Slew of time-consuming searches

Discussion related to "Everything" 1.5 Alpha.
Post Reply
ChrisGreaves
Posts: 684
Joined: Wed Jan 05, 2022 9:29 pm

Slew of time-consuming searches

Post by ChrisGreaves »

void wrote: Tue Jan 17, 2023 11:23 pmPlease try reducing the number of files your are content indexing under Tools -> Options -> Content
While we are on the joined-at-the-hip "content" and "excessive time", I do understand that Everything is fast because it starts off with an index of file characteristics. A search by file name, path, date-modified etc is therefore a fast search in RAM.
I further understand that to satisfy "content" Everything must work through the index of found-files (file name, path, date-modified etc ) and open each of just those files to examine the content.

I'm new at this, but I suspect that there must be a slew of time-consuming searches. For example, MP3 files are different from TXT files in that MP3 files have tags in the file header, which is to say, in the content of the file, so asking about an Artist or a BitRate ought to consume time just as does Content.
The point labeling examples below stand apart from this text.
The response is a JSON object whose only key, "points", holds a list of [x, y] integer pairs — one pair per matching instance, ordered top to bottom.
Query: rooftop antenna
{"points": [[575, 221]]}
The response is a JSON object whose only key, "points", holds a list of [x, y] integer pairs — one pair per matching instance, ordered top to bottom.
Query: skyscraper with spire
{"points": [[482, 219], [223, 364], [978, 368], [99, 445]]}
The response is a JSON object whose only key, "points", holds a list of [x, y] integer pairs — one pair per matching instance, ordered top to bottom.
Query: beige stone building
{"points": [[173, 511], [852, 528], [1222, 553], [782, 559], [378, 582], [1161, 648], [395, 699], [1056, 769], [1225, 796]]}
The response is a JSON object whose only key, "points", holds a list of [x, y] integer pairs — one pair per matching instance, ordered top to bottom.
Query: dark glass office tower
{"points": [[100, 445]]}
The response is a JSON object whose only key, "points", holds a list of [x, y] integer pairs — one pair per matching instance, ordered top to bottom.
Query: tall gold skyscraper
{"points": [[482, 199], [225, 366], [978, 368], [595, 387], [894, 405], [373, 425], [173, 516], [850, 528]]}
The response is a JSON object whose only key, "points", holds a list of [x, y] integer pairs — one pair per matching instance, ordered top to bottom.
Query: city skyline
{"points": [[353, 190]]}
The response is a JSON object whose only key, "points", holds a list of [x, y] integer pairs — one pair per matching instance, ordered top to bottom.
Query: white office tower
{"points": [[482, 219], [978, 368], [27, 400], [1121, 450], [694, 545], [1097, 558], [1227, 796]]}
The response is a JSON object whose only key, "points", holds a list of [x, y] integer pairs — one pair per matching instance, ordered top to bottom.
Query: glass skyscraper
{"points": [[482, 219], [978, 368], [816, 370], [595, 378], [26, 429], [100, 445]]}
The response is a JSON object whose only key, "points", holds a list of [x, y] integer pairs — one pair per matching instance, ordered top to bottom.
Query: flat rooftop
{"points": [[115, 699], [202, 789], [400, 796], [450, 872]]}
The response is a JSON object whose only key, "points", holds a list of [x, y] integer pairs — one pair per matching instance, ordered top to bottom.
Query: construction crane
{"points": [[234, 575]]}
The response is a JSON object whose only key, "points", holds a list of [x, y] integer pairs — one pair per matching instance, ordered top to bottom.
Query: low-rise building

If that is so, then somebody (OK, I'll do it!) might flag all the functions/modifiers/whathave you to indicate those features that require a file to be open to be queried.
Cont would be flagged, that's for sure.
I am unsure where Dimension is stored. Or Orientation

And while I am at it, I suspect that Everything is smart enough to determine what, in the Filter, can be satisfied without opening the file, and do all that filtering before opening the file to examine Content and the other time-consuming stuff.

Thanks, Chris
void
Developer
Posts: 16764
Joined: Fri Oct 16, 2009 11:31 pm

Re: everything indexes the content but is slow to provide results

Post by void »

Moved from everything indexes the content but is slow to provide results.



I have on my TODO list to indicate the performance of each search function.

Search Weights covers this a little.

Internally, every single search function is weighted.
I may publish these weights closer to release.

For now, there's 3 basic weights:
Indexed information == fast
Properties = slow
Content = very slow



I have categorized properties into the following types:
Content (very slow)
Metadata (slow)
File (medium)
Volume (medium)
Search (fast)
Index (fast)

To view the type of a property:
  • Right click the result list column header and click Add Columns...
  • Search for your property.
  • The property type is listed under the Type column.
All properties map to a search function.
Right click a column header and click Search for <property>
This will append the search function to your search box.
For example, the Width property has a width: search function.

The property type should give a good idea how fast the associated search function will perform.



Indexing properties will drastically improve search performance at the cost of RAM usage.
ChrisGreaves
Posts: 684
Joined: Wed Jan 05, 2022 9:29 pm

Re: everything indexes the content but is slow to provide results

Post by ChrisGreaves »

void wrote: Sat Feb 04, 2023 3:13 am Search Weights covers this a little.
David, who put you in charge of rabbit-holes? :lol:

If I understand your weights-and-measures-act (and I but skimmed it) you will have a set of compile-time constants - weights - and at run-time will evaluate items within a filter so as to execute the fastest items first.
That makes sense.
For now, there's 3 basic weights:
Indexed information == fast
Properties = slow
Content = very slow

I have categorized properties into the following types:
Content (very slow)
Metadata (slow)
File (medium)
Volume (medium)
Search (fast)
Index (fast)
For our beginner (i.e.me) the basic trick must be
(1) Tools Options, Index and see what is checked ON as indexable
(2) Start searching until you have an anticipated sub-population of objects that meets the criteria.
(3) Only then, introduce new terms to fine-tune list results that will suit your application. These new terms will be relatively time-consuming, but the overall cost will be reduced by the terms acting only on the selected sub-population.
Indexing properties will drastically improve search performance at the cost of RAM usage.
David, who put you in charge of rabbit-holes? :lol:

Discussions or RAM, CPU, HDD speeds and so on come into their own when one gets into a production mode, I think. That is important for folks who are dealing with, say, millions of transaction files at Amazon. And when that happens, often enough Amazon will spring for a dedicated machine.
I can speak only for me, but when I am developing a solution, I tend to allocate whatever hardware it takes to get the solution to the point that it is acceptable to the client, so I am, in general, less worried about hardware usage.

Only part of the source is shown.